Garderobe für große Familien oder viel Besuch


Direkt am Eingang. Natürlich. Die Garderobe.

Eine Garderobe am Eingang vom Boden bis zur Decke. Soweit das Auge reicht …

Spiegeln ohne Spiegel, das ist hier mal ausnahmsweise kein Geheimnis


Die Garderobe ist ein gleichzeitig ein raumteilendes Element und stellt eine
Kombination aus edler, moderner Lackierung und grob gebürsteter geölter Eiche dar. Sie trennt den Gastbereich von den privaten Räumen.


Das offene Regal mit den aus Weißglas bestehenden Einlegeböden und der dezenten und dimmbaren LED Beleuchtung teilt die Garderobe und lässt sie kleiner und elegant erscheinen. Der linke Teil dient als Schuhschrank, der rechte als üppiger Garderobenschrank mit zwei innenliegenden Schubkästen.

 

Alle beweglichen Teile lassen sich mit leichtem Druck auf die Türen oder Schubfächer öffnen, natürlich auch die zierliche, fast versteckte Schublade im Bereich des Vitrinenregales.

 

Hier ist das eigentliche Geheimnis: Die Garderobe ist so bemessen und gebaut, dass sie bei Bedarf versetzt werden und eine große Wohnung in zwei kleine aufteilen kann.

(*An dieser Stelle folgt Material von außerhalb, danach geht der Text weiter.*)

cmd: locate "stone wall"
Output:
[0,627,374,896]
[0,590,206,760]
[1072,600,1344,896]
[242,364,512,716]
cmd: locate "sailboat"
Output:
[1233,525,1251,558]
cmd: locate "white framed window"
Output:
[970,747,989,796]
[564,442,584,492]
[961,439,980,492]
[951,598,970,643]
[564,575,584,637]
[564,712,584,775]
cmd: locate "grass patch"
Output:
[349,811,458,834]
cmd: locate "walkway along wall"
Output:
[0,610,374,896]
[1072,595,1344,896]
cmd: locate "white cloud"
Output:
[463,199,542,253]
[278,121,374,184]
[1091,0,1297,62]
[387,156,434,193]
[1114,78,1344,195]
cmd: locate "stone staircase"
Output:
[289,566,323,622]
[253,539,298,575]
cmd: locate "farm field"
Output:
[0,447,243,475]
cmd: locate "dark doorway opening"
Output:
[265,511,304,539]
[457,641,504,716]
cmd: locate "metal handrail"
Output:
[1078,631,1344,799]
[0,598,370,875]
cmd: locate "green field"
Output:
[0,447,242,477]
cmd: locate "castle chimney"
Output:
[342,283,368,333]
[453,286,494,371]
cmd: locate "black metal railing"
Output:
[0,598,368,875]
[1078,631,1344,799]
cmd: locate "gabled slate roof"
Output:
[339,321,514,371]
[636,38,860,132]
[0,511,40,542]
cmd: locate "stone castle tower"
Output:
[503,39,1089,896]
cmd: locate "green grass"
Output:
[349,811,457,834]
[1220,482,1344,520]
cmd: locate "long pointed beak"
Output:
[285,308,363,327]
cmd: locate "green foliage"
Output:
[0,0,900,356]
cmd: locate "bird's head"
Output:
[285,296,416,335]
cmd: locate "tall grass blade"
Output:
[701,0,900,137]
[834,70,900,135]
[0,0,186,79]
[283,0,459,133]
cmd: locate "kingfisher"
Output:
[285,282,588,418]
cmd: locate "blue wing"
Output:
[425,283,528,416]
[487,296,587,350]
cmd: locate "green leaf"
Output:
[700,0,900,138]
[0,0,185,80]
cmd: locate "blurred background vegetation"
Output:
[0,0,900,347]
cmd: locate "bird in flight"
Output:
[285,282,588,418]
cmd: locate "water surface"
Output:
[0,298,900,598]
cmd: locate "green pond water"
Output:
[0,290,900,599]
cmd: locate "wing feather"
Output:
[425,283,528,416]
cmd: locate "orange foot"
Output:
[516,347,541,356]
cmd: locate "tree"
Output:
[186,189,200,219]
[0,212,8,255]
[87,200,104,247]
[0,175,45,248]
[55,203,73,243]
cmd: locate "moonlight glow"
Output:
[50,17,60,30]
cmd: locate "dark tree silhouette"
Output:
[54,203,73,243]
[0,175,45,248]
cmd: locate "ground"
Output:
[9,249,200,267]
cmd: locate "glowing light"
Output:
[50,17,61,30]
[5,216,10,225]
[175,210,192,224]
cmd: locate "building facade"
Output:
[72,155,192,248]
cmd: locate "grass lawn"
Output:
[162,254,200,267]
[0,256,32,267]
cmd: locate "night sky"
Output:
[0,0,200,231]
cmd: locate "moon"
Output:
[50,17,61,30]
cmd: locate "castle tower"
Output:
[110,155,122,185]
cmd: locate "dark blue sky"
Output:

Blick vom Wohnzimmer auf die Garderobe am Eingang

Das Parkett soll sich im Schrank widerspiegeln, das war der Wunsch. Wenn nach dem Verlegen noch genug übrig ist, benötigt zum Spiegeln eben keine Spiegel, sondern das Parkett. Diese nicht alltägliche Aufgabe führte zu einem sehr schönen Ergebnis. Aber zugegeben, die Variation mit einem Spiegel wäre einfacher zu fertigen.


Marlon und Karim, zwei Azubis der Holzwerkstatt Werden

Marlon und Karim, zwei Auszubildende der Holzwerkstatt Werden waren mit dabei.